We had prosecco in the piazza Sunday evening. A weekly ritual when locals from around the area come to Cortona to have a “cup or a glass” in the square and to see friends. Cortona is “prettier than the other towns,” so it is the gathering place. Young kids kick a soccer ball against the stone wall flanking one side of Piazza Signorelli, bustling with chatting and gesturing and smiling. Enzo, Mirella and I are aiming for the gelataria, but we see Massimo and another friend having a glass so we join them. Gelato will have to wait. Salute! Enzo introduces me, as always, as a “writer.” What am I writing? “Under the Ossaia Sun” they joke. I try to explain that I’m a professor writing research, but my Italian falters and we all laugh instead about me being Frances Mayes 2. Then we talk about food and how to make Tuscan ribollita, and we laugh about the fact that Massimo’s son (nephew? son-in-law?) just got a bunch of chickens and they are overrunning his house. We leave as the sun is settling into the horizon.

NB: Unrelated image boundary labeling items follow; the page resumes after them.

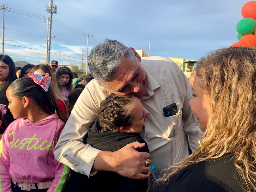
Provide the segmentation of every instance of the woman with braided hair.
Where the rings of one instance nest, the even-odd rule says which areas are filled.
[[[149,153],[148,145],[139,133],[146,115],[140,99],[133,95],[111,94],[100,103],[93,124],[84,143],[101,150],[115,151],[134,141],[145,143],[136,150]],[[93,174],[93,173],[92,173]],[[112,172],[98,171],[88,178],[71,170],[68,182],[68,191],[146,191],[148,179],[132,179]]]

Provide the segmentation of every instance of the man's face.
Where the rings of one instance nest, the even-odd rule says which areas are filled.
[[[108,92],[121,95],[132,94],[139,98],[146,94],[148,75],[139,59],[140,57],[136,61],[132,62],[123,58],[114,79],[103,82],[110,87],[106,88]]]
[[[51,65],[51,67],[52,68],[52,69],[53,72],[55,73],[55,72],[56,72],[56,71],[57,70],[57,69],[58,68],[58,66],[57,65]]]

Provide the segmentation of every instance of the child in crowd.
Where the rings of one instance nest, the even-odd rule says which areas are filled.
[[[59,68],[56,72],[55,75],[56,78],[60,82],[58,85],[59,89],[66,101],[69,93],[74,89],[72,83],[73,74],[69,68],[64,66]],[[68,106],[67,102],[66,104]]]
[[[47,73],[49,74],[49,76],[51,77],[50,86],[53,92],[54,97],[60,109],[68,118],[68,108],[59,89],[58,85],[59,84],[60,82],[59,81],[56,80],[55,74],[52,68],[47,65],[44,64],[37,65],[32,68],[31,69],[31,73],[43,76],[45,76]]]
[[[5,108],[6,106],[5,105],[0,104],[0,130],[4,129],[5,130],[6,128],[7,127],[6,125],[6,121],[4,118],[4,115],[6,113],[7,109]],[[2,138],[2,134],[0,134],[0,140]]]
[[[53,149],[67,118],[49,87],[49,74],[28,75],[6,91],[8,108],[17,119],[0,141],[2,191],[61,191],[69,169]]]
[[[149,152],[139,133],[144,125],[146,114],[140,99],[132,95],[111,94],[100,103],[98,119],[88,131],[84,143],[104,151],[115,151],[127,144],[139,141],[145,146],[136,150]],[[98,171],[88,178],[71,170],[68,191],[146,191],[148,179],[136,180],[116,173]]]
[[[35,65],[32,64],[27,64],[24,65],[21,69],[21,71],[20,74],[20,78],[28,77],[28,74],[30,72],[31,69],[35,66]]]
[[[17,76],[17,78],[20,78],[20,74],[22,69],[22,68],[20,67],[16,67],[15,68],[15,71],[16,73],[16,76]]]

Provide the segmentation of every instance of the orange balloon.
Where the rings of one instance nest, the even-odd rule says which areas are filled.
[[[243,6],[241,12],[244,18],[252,18],[256,20],[256,1],[246,3]]]
[[[241,46],[256,47],[256,36],[251,34],[244,35],[241,38],[239,42]]]
[[[240,43],[239,42],[236,42],[236,43],[234,43],[232,45],[231,45],[230,46],[230,47],[239,47],[239,46],[241,46],[241,45],[240,44]]]

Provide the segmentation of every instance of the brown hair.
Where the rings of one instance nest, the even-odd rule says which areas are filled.
[[[157,183],[165,182],[170,176],[189,165],[232,154],[244,182],[242,187],[254,191],[256,48],[230,47],[217,50],[200,60],[196,69],[202,89],[211,99],[206,130],[200,147],[167,169]]]
[[[96,114],[100,125],[102,128],[101,132],[109,130],[115,132],[121,127],[132,127],[135,101],[135,96],[132,95],[113,94],[102,101]]]

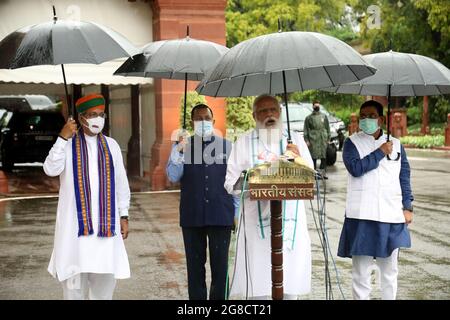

Tonight, I sip wine made in the hills of Cortona while watching the sunset. I’m basking in my evening walk with Mirella and Pinzi, the dog, on the same pathway I ran this morning, but with a few different turns, and this time as the sun is going down instead of coming up. Mirella shows me a “magical” place that is “just for us” – a house in the hillside that is currently vacant of humans but overflowing with wisteria canopies. Where the bees swarm and the honey scent envelops and it really does feel like a slice of paradise carved out just for us. Mirella points out lavender and thyme in the overgrown pathway and I explain that the English name for the yellow flowers smiling back at us is buttercup, and then sing a few lines from “Build Me Up Buttercup.”
To quote the real Frances Mayes: “I began to notice, here at Bramasole, that my skin fits perfectly over my body.”